Impacto da iniciativa no combate à pirataria digital
A Anatel tem enfrentado grandes dificuldades para bloquear transmissões ilegais de IPTV, e o sistema automatizado surge como uma resposta para agilizar esse processo.
Com o sucesso dessa iniciativa, situações como o bloqueio do X (antigo Twitter) em 2024, que levou dias para ser efetivado, poderão ser resolvidas de maneira quase instantânea no futuro.

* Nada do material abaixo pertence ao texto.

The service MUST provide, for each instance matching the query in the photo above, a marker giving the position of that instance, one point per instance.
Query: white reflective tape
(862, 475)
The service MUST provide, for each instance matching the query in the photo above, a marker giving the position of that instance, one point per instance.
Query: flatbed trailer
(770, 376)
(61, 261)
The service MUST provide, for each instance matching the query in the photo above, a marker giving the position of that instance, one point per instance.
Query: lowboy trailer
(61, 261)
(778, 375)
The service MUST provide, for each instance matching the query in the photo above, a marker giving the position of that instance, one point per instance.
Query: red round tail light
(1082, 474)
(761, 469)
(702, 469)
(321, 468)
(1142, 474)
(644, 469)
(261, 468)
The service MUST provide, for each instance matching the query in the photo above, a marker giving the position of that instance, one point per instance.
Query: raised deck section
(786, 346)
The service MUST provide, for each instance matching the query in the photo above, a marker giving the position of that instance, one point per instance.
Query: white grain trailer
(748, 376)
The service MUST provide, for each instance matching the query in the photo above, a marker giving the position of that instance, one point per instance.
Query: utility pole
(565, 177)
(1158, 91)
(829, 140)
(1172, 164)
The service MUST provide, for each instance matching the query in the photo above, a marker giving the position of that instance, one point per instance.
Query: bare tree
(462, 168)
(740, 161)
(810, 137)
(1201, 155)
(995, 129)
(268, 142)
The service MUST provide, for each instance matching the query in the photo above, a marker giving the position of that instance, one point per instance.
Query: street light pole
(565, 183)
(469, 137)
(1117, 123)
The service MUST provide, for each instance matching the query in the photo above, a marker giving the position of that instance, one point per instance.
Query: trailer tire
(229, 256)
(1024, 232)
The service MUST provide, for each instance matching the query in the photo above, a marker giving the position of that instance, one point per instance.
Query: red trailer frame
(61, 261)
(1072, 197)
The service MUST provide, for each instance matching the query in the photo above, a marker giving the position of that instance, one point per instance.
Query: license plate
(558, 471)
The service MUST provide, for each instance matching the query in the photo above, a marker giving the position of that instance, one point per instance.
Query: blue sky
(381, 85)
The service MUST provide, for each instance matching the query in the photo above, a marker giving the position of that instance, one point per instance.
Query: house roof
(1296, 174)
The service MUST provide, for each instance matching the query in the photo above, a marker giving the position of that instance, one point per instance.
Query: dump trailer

A proposta, se bem-sucedida, promete um bloqueio mais rápido e eficiente não apenas para IPTV piratas, mas também para outras questões de conteúdo ilícito, contribuindo para uma internet mais segura e regulamentada no Brasil.
Considerações finais
O avanço no bloqueio automatizado de IPTV piratas marca um novo capítulo na atuação da Anatel no combate à pirataria digital. A proposta de Artur Coimbra, que encerra seu mandato este mês, busca agilizar o processo e minimizar a intervenção manual, garantindo que o combate à pirataria aconteça de forma eficiente e precisa.
Esse sistema, que ainda está em fase de testes, deve passar por ajustes e negociações com as operadoras de telecomunicação. Se tudo correr conforme o planejado, o Brasil poderá se tornar pioneiro em uma nova metodologia de combate à pirataria digital, possivelmente servindo de exemplo para outros países.
O “lacre virtual” representa uma evolução significativa na fiscalização e controle de transmissões não autorizadas, mostrando que o uso de tecnologia avançada é uma ferramenta essencial para regulamentar o ambiente digital e proteger a legalidade na rede.